John S. Carroll, revered newspaper editor and News Literacy Project founding board member, dies at 73
“We are deeply saddened by this enormous loss,” NLP President Alan C. Miller said. “As a journalist, John epitomized the values that NLP is nurturing in the next generation. As a board member, he was a guiding force in launching and building the project. His commitment to our mission, colleagues and staff was extraordinary. He will be greatly missed.”
Carroll was the editor of the Los Angeles Times from 2000 to 2005, during which time the paper won 13 Pulitzer Prizes. He also was the editor of The Baltimore Sun (1991-2000) and the Lexington Herald-Leader (1979-1991). He served on the Pulitzer Prize board from 1994 to 2003 and was its chairman in 2002. Earlier in his career he was a reporter at The Sun and an editor at The Philadelphia Inquirer.
Carroll was respected for his brilliant leadership, integrity, courage and unshakable commitment to the highest possible standards. He was an exceptionally exacting but invariably gracious boss. He was widely considered one of the greatest newspaper editors of his era, if not any era.
Charles Lewis, executive editor of the Investigative Reporting Workshop at American University’s School of Communication, was a fellow with Carroll at Harvard University’s Shorenstein Center on Media, Politics and Public Policy and served with him on the News Literacy Project’s founding board.
“It was an honor for me to know and work with him,” Lewis said. “I was, and I always will be, in awe of his wisdom, his judgment and his generous spirit and friendship.”
Carroll joined NLP in late 2007 as one of its first two board members and was elected board chair on Jan. 1, 2011. He skillfully, tirelessly and selflessly led the board and NLP through a period of dramatic success and growth before stepping down on Dec. 31, 2014.

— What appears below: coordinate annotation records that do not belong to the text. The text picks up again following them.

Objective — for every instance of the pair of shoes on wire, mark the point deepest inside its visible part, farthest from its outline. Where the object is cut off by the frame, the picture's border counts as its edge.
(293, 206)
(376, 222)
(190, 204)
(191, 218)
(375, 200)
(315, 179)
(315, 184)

“For me, being chair has been an education and a privilege,” Carroll said. “We’ve demonstrated the value of news literacy and the ways it can be taught. Having done so on a retail basis, we’re going to make the training available digitally at no cost to any school that asks for it. If we’re successful — and I’m confident that we will be — we stand to reach hundreds of thousands, and perhaps millions, of young people with training that will be good both for them and for society.”

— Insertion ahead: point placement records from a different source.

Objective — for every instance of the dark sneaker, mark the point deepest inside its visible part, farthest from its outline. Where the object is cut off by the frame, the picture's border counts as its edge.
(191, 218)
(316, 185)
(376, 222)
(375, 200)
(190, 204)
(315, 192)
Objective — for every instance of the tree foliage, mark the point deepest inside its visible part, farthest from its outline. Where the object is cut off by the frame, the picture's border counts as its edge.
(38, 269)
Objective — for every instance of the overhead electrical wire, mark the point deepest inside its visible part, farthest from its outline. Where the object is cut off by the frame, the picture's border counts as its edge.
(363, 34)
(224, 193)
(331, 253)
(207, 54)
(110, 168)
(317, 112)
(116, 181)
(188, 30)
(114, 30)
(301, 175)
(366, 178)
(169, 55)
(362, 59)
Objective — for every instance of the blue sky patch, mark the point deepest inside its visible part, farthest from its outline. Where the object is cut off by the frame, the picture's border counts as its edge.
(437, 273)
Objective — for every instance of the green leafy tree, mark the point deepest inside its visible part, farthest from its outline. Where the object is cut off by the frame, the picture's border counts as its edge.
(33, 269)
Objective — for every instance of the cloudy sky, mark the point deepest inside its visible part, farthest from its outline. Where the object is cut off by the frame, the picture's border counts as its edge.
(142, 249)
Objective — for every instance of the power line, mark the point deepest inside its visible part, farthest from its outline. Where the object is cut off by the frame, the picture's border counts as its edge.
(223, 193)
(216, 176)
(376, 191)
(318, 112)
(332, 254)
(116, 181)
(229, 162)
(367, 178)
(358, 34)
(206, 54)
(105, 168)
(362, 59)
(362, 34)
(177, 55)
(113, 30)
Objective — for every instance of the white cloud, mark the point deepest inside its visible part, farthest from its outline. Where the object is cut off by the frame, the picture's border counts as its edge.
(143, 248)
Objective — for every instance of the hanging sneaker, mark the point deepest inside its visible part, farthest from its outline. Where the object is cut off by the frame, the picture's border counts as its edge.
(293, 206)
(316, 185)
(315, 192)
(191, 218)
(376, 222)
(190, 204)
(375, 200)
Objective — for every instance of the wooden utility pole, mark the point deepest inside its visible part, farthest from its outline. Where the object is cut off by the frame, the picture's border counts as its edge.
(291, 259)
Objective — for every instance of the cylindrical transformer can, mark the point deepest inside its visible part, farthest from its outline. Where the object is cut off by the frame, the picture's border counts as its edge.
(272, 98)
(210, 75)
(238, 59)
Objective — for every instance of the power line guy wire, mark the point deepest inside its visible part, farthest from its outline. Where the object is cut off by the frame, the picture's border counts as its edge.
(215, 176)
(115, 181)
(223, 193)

He remained a member of NLP’s board until his death.
Gwen Ifill, co-anchor and co-managing editor of PBS NewsHour, host of Washington Week and a member of NLP’s board since 2011, said at Carroll’s final meeting in December, “We would not have launched this successful project without the credibility that the name ‘John Carroll’ brings to the business. We couldn’t even have dreamt of being in this position.”
Miller, who as an investigative reporter at the Los Angeles Times worked closely with Carroll — and won a Pulitzer Prize— before recruiting him to the NLP board, called him “a role model, a mentor, a remarkable friend and one of the finest human beings I’ve ever known. The example John set and the lessons he taught us will live on with scores of journalists and friends and former colleagues.”
In fact, the editors of The New York Times, the Los Angeles Times and The Philadelphia Inquirer and the managing editor of the Houston Chronicle all worked for Carroll at some point in their careers.
Vernon Loeb, the Chronicle’s managing editor, said, “We must carry on in his memory, and with his inspiration. I’ll never forget his counsel: ‘Write about life and death.’ Or the great line in his [National Press Foundation] Editor of the Year acceptance speech: ‘In a free society, there is no mightier sword than the written word.’”
Lee Carroll has asked that in lieu of flowers, that donations be made to either NLP or the John S. Carroll Endowed Scholarship at Alice Lloyd College in Pippa Passes, Kentucky.
All proceeds to NLP will go to the John S. Carroll Memorial Fund, which will support underserved high school students enrolled in the project’s programs.